Williams Discusses His Research at Lepidopterists’ Meeting
William R. Kenan Professor of Biology Ernest Williams presented a talk at the 62nd Annual Meeting of the Lepidopterists’ Society. The meeting was held June 27-30 at the McGuire Center for Lepidoptera and Biodiversity on the University of Florida campus in Gainesville, Fla. The talk was presented as part of a symposium on conservation.
In “Three Butterfly Responses to Climate Change,” Williams summarized several conspicuous effects of climate warming on the biology of the butterflies he has studied.
The first study was done collaboratively with researchers from Boston University and published earlier this year (2013, Biological Conservation 160:25-31). It showed that ten species of Massachusetts butterflies are emerging from seven to 14 days earlier than they were 30 years ago.

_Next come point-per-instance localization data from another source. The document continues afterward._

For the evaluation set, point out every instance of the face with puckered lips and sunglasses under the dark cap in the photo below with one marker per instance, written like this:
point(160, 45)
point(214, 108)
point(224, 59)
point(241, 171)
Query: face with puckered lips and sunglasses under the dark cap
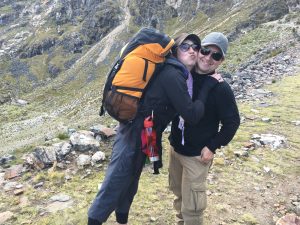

The second study, also recently published (2012, Journal of the Lepidopterists’ Society 66:147-155), followed from Williams’ research on Gillett’s Checkerspot in the Rocky Mountains. He described how long-term observations of 14 populations of this species showed that over a 30-year span, five populations have died out. This was due to warming that has led to a drying out of the habitat and the consequent disappearance of necessary host plants.
Williams also discussed monarch butterflies, whose migratory behavior is being altered as the locations of their overwintering colonies in Mexico are warming, leading to changes in the forest cover.
He said that “taken together, these studies show how common and diverse the effects of climate change are on living organisms.”
Williams also presented a talk on June 8 at Trinity College during his 45th college reunion. In addition, in May he led two field trips to the Rome Sand Plains for the Nature Conservancy.